Limitations and Future Research Directions
Furthermore, our work also has some limitations that future research can address. First of all, this study used the patent data to measure main variables. This limited the research in a single industry to avoid the difference of patent levels in each industry. In addition, this paper tested its hypotheses by using cross-section data from the CSMAR and DII. A longitudinal study and a large sample in different industries may shed further light on the examination of these relationships. Moreover, it might be interesting for subsequent researches to address how other factors affect the interactive mechanism between ambidextrous knowledge search and technological innovation performance. This research only focused on the mediating role of knowledge base. The follow-up research could try to explore the influence of moderator factors on the main research framework. It is also possible to find different theoretical perspectives or methods to reveal research questions more deeply.
Conclusion
To sum up, knowledge search is an effective method to promote firm innovation performance (M. Wang & Wang, 2022). While exploration and exploitation knowledge search help firms gain the innovative benefits, such knowledge search pattern also suffers from some constraints such as limited resources, coordination problems, organizational slack, and formalization (W. Zhang et al., 2019).

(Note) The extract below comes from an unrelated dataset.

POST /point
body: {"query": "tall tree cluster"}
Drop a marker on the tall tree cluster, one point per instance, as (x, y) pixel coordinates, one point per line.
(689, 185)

Hence, how can firms gain the benefits form ambidextrous knowledge search pattern is not only an urgent problem to be solved in the practice of enterprise innovation but also represents a critical research question in the domain of open innovation literature. The purpose of this research is to explore the effect of ambidextrous knowledge search on technological innovation performance and how a firm’s knowledge base shape this relationship. The empirical results of his study suggest that the current status of knowledge base plays an important role in realizing the synergistic effect of ambidextrous knowledge search on technological innovation performance. The findings enrich the understanding of ambidextrous knowledge search in theory, and also provide some guidance for enterprises designing optimal knowledge search strategy to facilitate technological innovation in practice.